January 17, 2015
On 2015-01-16 19:50, deadalnix wrote:

> It is better to have some kind of bot that comment on the PR after a
> while. Like "hey, this PR is hanging, can someone make thing go forward
> or I'll close in 2 more month". That generate activity on the PR and is
> often a wake up call for people.

Ruby on Rails has something like that for their project. Although there's a huge unfairness if a reviewer never replies. Just because a reviewer doesn't reply doesn't mean the problem (i.e. a bug) goes away. Yes, they're using this for issues.

-- 
/Jacob Carlborg
January 17, 2015
On Saturday, 17 January 2015 at 11:52:03 UTC, Jacob Carlborg wrote:
> On 2015-01-16 19:50, deadalnix wrote:
>
>> It is better to have some kind of bot that comment on the PR after a
>> while. Like "hey, this PR is hanging, can someone make thing go forward
>> or I'll close in 2 more month". That generate activity on the PR and is
>> often a wake up call for people.
>
> Ruby on Rails has something like that for their project. Although there's a huge unfairness if a reviewer never replies. Just because a reviewer doesn't reply doesn't mean the problem (i.e. a bug) goes away. Yes, they're using this for issues.

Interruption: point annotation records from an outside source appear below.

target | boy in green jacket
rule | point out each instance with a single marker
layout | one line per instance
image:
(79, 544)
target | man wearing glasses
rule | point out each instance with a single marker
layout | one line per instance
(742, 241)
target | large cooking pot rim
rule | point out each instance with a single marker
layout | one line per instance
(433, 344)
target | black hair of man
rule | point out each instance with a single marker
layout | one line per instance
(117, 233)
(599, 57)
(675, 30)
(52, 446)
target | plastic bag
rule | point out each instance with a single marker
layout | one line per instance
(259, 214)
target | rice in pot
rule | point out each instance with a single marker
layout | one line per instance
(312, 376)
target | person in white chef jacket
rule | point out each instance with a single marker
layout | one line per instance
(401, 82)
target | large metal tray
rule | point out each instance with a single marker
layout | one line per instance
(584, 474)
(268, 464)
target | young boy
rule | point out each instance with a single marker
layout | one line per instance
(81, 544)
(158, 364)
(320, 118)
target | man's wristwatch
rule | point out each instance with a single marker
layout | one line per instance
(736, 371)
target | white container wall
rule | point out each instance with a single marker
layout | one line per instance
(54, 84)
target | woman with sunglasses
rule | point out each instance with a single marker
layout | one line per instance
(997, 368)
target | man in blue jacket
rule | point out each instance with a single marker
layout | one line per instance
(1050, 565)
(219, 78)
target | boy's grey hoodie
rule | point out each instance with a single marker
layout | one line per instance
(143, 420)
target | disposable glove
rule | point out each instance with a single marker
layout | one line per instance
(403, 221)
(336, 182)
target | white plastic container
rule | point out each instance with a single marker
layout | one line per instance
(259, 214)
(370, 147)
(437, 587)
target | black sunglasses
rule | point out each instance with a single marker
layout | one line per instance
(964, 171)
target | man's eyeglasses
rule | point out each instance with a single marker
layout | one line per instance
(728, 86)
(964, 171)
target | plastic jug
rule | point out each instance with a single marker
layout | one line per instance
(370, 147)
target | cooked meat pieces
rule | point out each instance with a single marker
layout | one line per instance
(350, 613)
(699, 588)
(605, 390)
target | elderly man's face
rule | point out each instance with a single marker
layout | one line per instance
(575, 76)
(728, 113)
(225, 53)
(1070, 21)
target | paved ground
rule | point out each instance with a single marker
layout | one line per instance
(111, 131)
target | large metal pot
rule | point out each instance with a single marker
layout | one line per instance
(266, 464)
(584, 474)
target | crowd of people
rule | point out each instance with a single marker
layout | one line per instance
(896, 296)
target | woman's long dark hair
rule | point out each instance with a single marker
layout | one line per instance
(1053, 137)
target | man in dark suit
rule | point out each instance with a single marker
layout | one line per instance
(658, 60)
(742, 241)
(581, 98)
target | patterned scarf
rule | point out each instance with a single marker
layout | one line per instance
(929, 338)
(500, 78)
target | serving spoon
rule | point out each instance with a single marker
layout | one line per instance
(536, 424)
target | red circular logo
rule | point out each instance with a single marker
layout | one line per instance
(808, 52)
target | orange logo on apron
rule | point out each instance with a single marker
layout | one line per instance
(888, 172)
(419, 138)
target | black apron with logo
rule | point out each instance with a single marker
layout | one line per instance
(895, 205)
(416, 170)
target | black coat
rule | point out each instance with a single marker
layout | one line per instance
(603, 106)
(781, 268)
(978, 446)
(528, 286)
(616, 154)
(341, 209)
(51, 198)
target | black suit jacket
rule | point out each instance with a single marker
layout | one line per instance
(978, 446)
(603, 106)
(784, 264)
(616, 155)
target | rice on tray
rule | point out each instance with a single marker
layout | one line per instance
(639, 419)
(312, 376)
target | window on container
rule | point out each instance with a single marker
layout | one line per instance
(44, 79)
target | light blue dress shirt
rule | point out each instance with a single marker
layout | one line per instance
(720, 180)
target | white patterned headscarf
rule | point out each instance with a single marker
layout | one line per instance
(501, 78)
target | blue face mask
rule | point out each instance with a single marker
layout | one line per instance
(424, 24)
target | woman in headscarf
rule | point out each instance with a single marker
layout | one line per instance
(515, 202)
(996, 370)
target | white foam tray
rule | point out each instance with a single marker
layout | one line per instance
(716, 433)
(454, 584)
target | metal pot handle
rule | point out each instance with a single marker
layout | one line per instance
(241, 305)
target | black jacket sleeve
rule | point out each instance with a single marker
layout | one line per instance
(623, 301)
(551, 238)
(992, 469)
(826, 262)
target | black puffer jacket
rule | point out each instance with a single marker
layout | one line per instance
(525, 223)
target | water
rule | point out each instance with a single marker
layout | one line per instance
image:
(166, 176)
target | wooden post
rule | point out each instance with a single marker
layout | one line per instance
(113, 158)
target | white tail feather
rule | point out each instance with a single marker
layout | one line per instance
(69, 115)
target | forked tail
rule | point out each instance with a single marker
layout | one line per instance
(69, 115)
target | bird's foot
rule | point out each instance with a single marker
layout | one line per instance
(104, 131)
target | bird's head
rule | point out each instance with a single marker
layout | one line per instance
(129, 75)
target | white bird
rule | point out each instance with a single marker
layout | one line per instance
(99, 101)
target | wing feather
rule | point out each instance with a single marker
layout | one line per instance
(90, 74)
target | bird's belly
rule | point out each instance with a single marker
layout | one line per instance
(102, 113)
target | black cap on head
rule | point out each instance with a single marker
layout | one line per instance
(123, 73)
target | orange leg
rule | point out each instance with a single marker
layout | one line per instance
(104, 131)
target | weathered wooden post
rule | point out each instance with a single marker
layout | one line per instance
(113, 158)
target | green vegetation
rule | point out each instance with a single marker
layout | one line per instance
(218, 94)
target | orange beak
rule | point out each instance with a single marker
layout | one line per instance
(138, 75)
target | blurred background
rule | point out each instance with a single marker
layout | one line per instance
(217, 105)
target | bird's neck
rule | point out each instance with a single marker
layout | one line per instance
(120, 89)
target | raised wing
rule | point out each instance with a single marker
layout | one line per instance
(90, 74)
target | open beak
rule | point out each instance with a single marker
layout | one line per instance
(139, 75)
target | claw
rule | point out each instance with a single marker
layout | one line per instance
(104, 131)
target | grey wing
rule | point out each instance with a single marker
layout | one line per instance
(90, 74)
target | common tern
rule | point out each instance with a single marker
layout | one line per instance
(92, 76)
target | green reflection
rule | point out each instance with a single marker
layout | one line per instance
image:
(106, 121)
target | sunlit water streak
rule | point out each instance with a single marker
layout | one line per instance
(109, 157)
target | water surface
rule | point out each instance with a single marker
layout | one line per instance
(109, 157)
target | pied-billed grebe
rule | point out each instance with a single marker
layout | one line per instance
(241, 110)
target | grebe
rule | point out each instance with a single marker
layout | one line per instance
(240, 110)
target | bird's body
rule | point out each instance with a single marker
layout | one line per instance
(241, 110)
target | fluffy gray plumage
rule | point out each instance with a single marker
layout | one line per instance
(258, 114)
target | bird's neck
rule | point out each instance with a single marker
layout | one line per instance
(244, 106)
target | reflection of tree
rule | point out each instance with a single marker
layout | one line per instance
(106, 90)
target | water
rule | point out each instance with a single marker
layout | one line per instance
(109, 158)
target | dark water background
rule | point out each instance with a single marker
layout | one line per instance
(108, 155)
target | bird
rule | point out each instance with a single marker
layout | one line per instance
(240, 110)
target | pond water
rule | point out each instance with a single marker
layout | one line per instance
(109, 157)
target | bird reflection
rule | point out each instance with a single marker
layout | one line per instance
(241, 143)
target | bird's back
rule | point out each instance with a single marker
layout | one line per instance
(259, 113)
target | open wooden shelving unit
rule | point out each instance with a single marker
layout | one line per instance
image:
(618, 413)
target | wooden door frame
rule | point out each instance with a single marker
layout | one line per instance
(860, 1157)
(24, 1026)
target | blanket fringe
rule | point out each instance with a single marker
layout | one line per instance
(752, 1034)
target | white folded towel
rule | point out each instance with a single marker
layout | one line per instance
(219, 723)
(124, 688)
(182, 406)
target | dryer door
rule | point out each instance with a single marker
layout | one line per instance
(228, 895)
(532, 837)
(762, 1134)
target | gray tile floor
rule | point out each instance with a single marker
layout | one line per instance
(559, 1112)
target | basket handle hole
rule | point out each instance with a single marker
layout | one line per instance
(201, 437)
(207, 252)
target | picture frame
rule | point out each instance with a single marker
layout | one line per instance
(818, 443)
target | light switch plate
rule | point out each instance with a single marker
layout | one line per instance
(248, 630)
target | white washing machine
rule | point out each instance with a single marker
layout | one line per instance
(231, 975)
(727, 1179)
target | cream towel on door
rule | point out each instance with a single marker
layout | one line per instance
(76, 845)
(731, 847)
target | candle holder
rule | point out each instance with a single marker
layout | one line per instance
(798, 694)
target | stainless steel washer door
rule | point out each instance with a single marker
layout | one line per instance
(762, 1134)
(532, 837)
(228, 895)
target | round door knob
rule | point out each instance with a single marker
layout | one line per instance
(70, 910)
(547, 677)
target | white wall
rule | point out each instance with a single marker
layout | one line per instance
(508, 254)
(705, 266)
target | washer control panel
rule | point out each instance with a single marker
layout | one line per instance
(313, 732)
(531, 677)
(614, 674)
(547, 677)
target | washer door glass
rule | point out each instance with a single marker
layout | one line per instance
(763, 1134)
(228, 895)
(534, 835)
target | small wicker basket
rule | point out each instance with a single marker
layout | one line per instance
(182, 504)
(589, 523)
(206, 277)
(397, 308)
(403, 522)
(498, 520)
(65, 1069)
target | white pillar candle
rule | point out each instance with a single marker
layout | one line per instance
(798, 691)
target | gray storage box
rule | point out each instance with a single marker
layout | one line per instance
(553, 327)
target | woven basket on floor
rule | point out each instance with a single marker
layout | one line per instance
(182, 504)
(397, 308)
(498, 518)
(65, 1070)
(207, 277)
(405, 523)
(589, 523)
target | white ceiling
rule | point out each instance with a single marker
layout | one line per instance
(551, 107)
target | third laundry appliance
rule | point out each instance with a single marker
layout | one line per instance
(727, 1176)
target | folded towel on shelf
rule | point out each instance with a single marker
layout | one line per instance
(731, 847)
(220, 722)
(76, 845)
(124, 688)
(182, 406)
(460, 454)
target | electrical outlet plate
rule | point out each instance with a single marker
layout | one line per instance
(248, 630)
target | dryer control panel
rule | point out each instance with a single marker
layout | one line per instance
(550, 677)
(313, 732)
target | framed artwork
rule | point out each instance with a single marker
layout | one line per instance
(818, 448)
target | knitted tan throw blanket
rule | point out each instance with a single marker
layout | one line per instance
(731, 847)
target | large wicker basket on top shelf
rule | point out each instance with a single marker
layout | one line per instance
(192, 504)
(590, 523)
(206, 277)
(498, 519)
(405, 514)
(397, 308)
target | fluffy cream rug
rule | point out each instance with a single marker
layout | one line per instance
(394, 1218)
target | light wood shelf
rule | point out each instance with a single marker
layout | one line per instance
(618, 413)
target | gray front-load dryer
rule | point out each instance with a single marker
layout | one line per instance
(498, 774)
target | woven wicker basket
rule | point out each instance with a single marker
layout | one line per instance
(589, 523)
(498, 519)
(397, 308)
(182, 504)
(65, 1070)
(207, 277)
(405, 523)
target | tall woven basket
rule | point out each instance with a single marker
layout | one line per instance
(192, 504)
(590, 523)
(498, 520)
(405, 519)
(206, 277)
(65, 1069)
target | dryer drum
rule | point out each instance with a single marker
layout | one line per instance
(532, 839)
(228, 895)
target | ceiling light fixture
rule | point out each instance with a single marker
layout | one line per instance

The whole thing would be much easier if github issues were used instead of bugzilla -- for one thing, it would automatically mention it in a pull request (or an issue) if it was mentioned anywhere in another issue / pull request which makes browsing and figuring what relates to what much easier (instead of having to search bugzilla / forum / pull requests here and having three different places to register things at). Just my 2 cents...
January 17, 2015
> Informative is fine. Basing decisions on metrics unleavened by contextual judgement isn't going to work well.
>
> It isn't just one metric. I've personally seen it multiple times with various metrics, and regularly read in the news about counterproductive results obtained by using metrics absent judgement. The "zero tolerance" policies schools have are a stellar example, where students get punished for chewing a pizza into the shape of a gun.
>

+1.  Dr Iain MacGilchrist at All Souls, Oxford, has written a whole book about the mindset behind mistaking abstracted representations of the world for the world itself.

Would it be worth considering a simple portal where people can vote on pull requests with a comment, and then at least one can see them ranked by what people find important?  This is susceptible to all the usual problems of democracy, but it might be an improvement.